The problem is that I very clearly set a day and time the report is due, and there have been a few people that did not turn their report in, or they turn it in a day or two late. The people not turning them in are doing well in their sales so I am not sure how to handle this with them. To me, it's complete disrespect and makes me pretty angry because whenever a report is due to my boss I would not think of not turning it in.

How would you handle this situation?

juliahhavener's picture
Licensee Badge

Feedback! Consistent feedback - when they get it right, and when they don't. Doing well in sales doesn't forgive missing deadlines. Your reporting is part of the job they do and they must be held accountable for it.

LouFlorence's picture
Training Badge

Hi DR --

This sort of behavior from your directs is aggravating, but it's almost certainly not about you. If your directs are like most sales people, they have little interest and no incentive in generating reports. After all, the commission on reports is pretty low -- it's hard to blame them.

That being said, you have set out a clear expectation. Now, regardless of their performance in other areas, you should give them feedback about their failure to complete the reports. (Of course they should be getting lots of positive feedback because they are such great salespeople!)

If you haven't listened to the feedback podcast, I strongly recommend you do so.

Finally, I would ask if you have considered a technology solution to do the report writing. Let your directs spend time doing what they do best.

regards,
Lou

Mark's picture
Admin Role Badge

I once got on an elevator with a friend.

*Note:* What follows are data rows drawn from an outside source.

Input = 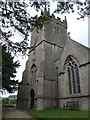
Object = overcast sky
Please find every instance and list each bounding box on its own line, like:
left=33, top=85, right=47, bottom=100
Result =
left=0, top=0, right=88, bottom=96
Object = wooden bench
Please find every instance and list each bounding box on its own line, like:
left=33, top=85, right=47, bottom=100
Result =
left=63, top=101, right=79, bottom=110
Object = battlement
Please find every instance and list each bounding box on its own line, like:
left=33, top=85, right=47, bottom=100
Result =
left=50, top=14, right=67, bottom=28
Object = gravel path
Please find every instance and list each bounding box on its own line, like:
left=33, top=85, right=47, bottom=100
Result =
left=2, top=108, right=33, bottom=120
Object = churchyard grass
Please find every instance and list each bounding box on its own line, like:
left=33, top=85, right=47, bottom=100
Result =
left=28, top=108, right=89, bottom=120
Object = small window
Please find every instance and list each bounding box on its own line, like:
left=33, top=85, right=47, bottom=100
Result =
left=53, top=45, right=57, bottom=52
left=53, top=27, right=59, bottom=34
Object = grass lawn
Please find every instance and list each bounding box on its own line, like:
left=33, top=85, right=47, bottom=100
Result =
left=28, top=108, right=89, bottom=120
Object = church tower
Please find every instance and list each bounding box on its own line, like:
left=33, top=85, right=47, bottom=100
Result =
left=17, top=11, right=67, bottom=110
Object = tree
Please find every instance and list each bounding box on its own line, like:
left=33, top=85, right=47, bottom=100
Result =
left=0, top=0, right=90, bottom=54
left=2, top=45, right=20, bottom=93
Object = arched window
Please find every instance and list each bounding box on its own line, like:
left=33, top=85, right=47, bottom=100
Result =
left=65, top=56, right=81, bottom=94
left=71, top=66, right=76, bottom=93
left=31, top=64, right=37, bottom=84
left=68, top=67, right=72, bottom=94
left=75, top=66, right=81, bottom=93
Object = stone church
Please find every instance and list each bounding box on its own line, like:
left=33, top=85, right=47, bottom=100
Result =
left=17, top=10, right=90, bottom=110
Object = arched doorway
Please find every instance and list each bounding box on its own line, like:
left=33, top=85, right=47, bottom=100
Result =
left=30, top=89, right=35, bottom=108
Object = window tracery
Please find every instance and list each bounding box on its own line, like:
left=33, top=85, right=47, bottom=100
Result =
left=65, top=56, right=81, bottom=94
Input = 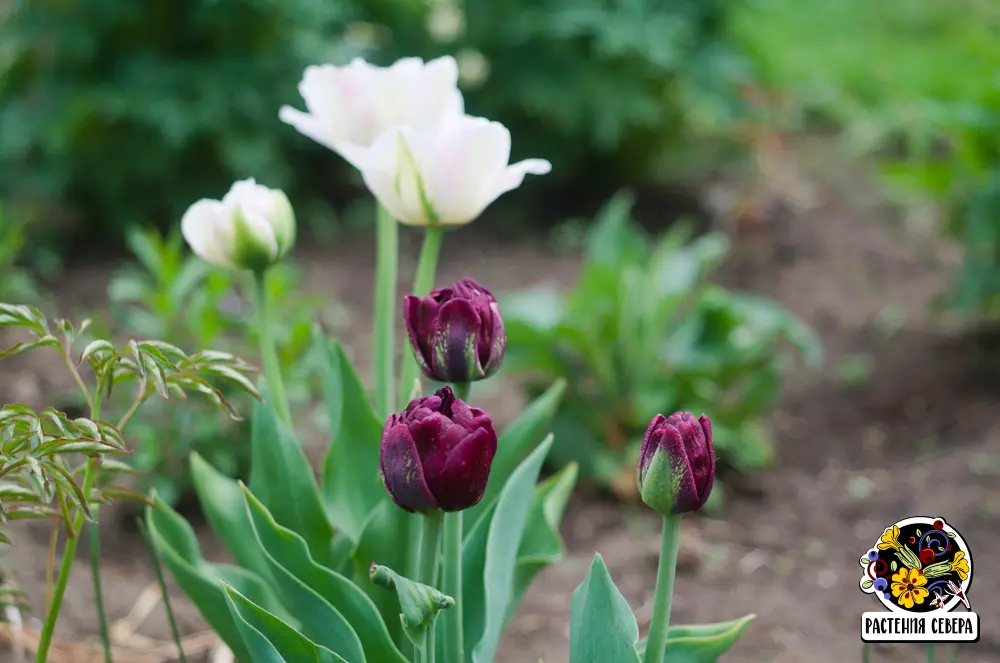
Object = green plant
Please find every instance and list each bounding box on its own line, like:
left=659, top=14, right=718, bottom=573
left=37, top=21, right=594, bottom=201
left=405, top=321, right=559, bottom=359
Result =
left=501, top=194, right=821, bottom=496
left=0, top=303, right=260, bottom=663
left=729, top=0, right=1000, bottom=319
left=108, top=227, right=324, bottom=505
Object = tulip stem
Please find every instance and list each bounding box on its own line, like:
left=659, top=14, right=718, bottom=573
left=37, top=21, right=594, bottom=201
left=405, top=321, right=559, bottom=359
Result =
left=451, top=382, right=472, bottom=403
left=399, top=227, right=444, bottom=407
left=253, top=269, right=292, bottom=432
left=418, top=510, right=444, bottom=663
left=442, top=511, right=465, bottom=663
left=644, top=515, right=681, bottom=663
left=399, top=228, right=444, bottom=596
left=372, top=205, right=405, bottom=417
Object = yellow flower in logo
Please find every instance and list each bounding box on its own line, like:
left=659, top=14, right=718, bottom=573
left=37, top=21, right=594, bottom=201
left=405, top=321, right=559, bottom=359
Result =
left=878, top=525, right=899, bottom=550
left=892, top=566, right=930, bottom=610
left=951, top=550, right=969, bottom=580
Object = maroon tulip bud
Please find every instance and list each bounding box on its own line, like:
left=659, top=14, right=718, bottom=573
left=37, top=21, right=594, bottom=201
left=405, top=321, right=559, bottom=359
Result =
left=638, top=412, right=715, bottom=515
left=403, top=279, right=507, bottom=383
left=379, top=387, right=497, bottom=512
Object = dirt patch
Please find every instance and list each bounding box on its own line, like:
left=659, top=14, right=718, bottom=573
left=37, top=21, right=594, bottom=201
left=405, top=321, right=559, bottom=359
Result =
left=0, top=141, right=1000, bottom=663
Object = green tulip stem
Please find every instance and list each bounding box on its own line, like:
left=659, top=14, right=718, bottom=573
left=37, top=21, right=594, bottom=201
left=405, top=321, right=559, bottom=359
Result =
left=417, top=510, right=444, bottom=663
left=644, top=515, right=681, bottom=663
left=253, top=269, right=292, bottom=431
left=372, top=205, right=405, bottom=417
left=399, top=227, right=444, bottom=407
left=35, top=459, right=97, bottom=663
left=399, top=228, right=444, bottom=592
left=441, top=511, right=465, bottom=663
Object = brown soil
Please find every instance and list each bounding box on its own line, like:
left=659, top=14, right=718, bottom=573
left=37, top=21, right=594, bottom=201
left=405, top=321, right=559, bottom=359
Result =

A guy got on after us with an umbrella under his arm, and when he started looking in his pockets for his keys, his brolly started poking me in the chest. Alas, I had nowhere to go.

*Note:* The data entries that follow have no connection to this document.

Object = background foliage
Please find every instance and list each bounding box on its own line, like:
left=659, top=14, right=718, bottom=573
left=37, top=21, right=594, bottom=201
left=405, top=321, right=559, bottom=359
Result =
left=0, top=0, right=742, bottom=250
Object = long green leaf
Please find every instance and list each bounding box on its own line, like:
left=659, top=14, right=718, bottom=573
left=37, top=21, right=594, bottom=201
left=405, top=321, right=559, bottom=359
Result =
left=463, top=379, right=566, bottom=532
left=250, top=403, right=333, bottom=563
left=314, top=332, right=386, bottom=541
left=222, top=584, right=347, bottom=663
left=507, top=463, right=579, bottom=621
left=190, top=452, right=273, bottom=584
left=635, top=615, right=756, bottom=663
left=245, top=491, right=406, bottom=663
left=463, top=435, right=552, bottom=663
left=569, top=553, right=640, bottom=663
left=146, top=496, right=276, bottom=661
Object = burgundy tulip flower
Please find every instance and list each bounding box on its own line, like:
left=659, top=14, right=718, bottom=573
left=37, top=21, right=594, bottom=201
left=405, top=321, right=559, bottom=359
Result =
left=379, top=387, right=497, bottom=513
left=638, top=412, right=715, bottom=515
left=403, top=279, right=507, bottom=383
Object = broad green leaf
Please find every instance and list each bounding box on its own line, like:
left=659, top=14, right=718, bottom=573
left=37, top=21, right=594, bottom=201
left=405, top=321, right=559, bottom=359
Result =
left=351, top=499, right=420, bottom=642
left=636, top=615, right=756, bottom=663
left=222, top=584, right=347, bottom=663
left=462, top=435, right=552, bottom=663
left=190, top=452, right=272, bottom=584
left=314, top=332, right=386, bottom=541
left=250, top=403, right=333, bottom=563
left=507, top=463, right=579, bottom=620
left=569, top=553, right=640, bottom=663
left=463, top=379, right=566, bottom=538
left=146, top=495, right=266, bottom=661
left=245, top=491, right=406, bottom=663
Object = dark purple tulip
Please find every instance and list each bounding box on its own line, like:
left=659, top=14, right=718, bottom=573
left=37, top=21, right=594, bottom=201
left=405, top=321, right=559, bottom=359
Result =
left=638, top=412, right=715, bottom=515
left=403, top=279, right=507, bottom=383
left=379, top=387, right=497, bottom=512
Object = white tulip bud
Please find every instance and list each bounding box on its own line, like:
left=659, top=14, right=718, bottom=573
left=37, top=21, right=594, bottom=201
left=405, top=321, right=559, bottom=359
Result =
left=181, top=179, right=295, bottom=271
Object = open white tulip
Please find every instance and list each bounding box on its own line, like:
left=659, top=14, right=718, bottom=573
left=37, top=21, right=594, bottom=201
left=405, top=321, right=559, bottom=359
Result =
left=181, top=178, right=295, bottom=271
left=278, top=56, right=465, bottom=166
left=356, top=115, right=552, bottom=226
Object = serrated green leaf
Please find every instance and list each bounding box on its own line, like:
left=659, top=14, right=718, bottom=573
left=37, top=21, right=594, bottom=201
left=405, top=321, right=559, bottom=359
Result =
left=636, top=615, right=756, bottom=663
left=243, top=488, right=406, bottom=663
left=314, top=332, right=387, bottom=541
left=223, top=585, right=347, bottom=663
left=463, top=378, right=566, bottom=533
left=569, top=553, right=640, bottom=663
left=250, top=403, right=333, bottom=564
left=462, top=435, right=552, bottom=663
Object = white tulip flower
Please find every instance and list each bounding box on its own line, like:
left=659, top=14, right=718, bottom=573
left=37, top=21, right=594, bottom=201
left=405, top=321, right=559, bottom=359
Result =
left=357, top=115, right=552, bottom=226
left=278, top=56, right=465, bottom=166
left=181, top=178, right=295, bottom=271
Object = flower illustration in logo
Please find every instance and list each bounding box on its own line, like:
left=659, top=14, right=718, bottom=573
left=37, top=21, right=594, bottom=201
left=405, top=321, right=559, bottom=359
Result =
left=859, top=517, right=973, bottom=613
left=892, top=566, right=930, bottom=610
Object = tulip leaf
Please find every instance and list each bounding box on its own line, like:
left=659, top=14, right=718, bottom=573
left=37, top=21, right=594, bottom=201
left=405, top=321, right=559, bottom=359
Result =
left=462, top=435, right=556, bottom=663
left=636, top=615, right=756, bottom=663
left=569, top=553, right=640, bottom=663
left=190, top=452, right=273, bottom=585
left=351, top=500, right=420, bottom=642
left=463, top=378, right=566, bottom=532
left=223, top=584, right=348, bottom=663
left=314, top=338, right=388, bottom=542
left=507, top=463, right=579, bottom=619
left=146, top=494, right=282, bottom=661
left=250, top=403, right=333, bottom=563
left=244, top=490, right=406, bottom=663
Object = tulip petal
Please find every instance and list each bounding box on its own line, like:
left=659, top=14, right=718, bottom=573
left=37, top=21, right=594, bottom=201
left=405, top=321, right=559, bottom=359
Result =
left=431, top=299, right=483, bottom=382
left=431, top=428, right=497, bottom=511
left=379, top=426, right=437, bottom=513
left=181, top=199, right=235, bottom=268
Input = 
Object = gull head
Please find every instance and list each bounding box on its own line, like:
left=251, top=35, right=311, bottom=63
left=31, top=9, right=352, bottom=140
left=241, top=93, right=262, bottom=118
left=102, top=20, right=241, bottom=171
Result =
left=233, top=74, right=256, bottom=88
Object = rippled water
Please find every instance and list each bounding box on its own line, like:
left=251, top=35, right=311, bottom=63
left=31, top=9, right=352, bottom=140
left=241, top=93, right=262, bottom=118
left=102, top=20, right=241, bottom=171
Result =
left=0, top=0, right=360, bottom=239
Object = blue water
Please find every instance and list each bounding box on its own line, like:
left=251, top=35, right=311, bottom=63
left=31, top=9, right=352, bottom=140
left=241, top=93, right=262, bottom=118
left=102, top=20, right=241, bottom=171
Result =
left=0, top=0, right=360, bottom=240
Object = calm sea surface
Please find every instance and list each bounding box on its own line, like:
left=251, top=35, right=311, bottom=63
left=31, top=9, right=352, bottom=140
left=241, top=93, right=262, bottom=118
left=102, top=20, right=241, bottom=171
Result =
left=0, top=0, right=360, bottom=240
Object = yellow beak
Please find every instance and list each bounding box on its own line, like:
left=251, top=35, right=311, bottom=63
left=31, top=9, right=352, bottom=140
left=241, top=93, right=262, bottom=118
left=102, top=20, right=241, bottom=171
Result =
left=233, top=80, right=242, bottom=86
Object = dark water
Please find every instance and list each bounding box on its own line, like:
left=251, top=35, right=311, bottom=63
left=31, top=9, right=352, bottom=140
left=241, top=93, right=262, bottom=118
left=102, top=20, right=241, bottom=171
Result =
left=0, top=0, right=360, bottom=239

After he got off, I turned to my buddy and said, "man, that guy made me mad."

And my buddy said: "No he didn't. He poked you with an umbrella. You got mad all by yourself."

This is pretty simple stuff, and it's not disrprect. Give them some polite, pleasant, quick, painless feedback.

And asking for reports every two weeks isn't a new manager technique. Every great manager I know gets all kinds of reports from their folks, most of them every week. What you're doing is more than reasonable.

Feedback.

One on ones would help, too, I'd bet.

Mark

juliahhavener's picture
Licensee Badge

Mark, I really love the illustration! I think my eye skipped right past that part because my brain said what you did and it didn't even register. I've been talking to my staff a lot lately about that topic - I'm going to try your story to make the point!